Automating the migration process
SQL Compare is typical of database synchronization tools in that it determines the difference between two databases and generates a deployment script to update the target database from one state to another. This works well for the majority of deployments. SQL Compare will compare a backup or set of build scripts as well as a live database.
Where you have written a migration script on the ‘Migrations’ tab in SQL Source Control, and have run it on your development database, you can include it in the 'Commit changes' tab as a change to commit. When you commit, it's committed to source control within a table-valued function (TVF). This TVF will also be deployed to the target and acts as an information store tracking which migration scripts have already been applied.

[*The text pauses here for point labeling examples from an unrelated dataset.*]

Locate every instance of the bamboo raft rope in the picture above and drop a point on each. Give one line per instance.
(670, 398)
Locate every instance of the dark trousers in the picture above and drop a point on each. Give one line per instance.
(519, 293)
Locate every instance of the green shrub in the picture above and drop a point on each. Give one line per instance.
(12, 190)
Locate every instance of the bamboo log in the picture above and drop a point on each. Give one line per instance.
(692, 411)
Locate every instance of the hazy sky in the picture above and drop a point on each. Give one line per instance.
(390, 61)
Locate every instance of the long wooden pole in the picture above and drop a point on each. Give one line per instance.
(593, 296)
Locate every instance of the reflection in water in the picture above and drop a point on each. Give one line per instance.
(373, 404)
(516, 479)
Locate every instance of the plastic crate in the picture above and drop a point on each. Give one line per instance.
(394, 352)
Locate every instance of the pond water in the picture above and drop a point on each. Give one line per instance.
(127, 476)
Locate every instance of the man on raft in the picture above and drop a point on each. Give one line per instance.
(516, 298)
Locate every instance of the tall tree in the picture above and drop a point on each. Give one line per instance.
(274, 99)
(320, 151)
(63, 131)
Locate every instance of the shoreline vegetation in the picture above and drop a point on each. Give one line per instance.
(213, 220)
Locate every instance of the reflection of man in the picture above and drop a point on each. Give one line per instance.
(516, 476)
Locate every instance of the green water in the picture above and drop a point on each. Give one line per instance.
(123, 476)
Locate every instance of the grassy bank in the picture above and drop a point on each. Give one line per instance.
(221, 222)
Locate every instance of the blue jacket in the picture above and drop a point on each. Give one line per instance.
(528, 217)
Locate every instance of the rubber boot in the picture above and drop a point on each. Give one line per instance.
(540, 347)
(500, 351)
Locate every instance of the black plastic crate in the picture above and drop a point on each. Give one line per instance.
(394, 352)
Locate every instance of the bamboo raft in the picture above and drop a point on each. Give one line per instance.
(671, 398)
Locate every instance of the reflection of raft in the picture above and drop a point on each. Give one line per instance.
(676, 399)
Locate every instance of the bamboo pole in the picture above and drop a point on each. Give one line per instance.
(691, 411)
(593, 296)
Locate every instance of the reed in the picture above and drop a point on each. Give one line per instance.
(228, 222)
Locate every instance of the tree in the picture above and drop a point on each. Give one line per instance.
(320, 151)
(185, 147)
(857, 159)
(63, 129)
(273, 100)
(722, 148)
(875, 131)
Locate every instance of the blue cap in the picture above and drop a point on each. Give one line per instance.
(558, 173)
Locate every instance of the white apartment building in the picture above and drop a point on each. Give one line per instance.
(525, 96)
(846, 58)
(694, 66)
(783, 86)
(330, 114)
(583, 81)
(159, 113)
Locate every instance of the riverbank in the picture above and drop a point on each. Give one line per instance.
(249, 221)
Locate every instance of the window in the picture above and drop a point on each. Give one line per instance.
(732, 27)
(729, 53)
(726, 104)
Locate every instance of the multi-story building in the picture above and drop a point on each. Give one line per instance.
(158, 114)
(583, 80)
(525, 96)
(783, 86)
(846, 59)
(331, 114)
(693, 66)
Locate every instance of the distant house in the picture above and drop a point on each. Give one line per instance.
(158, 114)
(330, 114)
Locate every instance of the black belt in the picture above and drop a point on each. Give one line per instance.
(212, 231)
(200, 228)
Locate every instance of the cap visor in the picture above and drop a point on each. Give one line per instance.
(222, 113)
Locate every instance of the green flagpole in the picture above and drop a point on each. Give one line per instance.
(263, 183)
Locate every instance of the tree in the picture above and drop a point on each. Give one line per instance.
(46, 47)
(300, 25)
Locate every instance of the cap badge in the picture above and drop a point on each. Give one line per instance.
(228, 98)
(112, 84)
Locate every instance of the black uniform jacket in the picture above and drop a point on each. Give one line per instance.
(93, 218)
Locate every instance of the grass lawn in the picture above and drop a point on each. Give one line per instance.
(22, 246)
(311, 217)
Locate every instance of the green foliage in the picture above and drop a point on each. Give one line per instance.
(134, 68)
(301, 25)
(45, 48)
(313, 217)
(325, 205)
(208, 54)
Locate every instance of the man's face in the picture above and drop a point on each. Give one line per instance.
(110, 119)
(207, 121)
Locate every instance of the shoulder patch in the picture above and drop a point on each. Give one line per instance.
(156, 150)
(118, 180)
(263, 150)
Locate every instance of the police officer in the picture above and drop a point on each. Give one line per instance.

When SQL Compare builds a deployment script, it examines the source TVF and the target TVF. It then takes the migration scripts that exist in the source that haven't yet been applied to the target. Those scripts are run as pre-deployment scripts to supplement SQL Compare's own automated script generation. When the changes are deployed, the Compare engine first runs the specific migration scripts that are required, then completes the deployment using the automated comparison method.
Difficult changes can be fixed with a migration script by the developer when they make the change, rather than having to be fixed by a database administrator later. This is especially useful for automated deployment, because database administrators don't have to manually review and edit scripts; migration scripts will cover the changes automatically.
Although much of the chore of synchronizing databases for a deployment can be done using a tool such as SQL Compare, there are times when a step has to be done by hand, either because it is a large table, or it isn't unambiguously obvious how the existing data should be placed in the target revision of the database, in such a way as to be sure of preserving it.
For the automated deployment of databases, hand-crafted SQL migration scripts will occasionally have a place, and will be stored in version control to run before any automated process for deploying changes to the database. They should be written so that, if it is run at the wrong time, or run repeatedly, it will have no effect. Guard Clauses are a good way of ensuring that Murphy's law will have no consequences.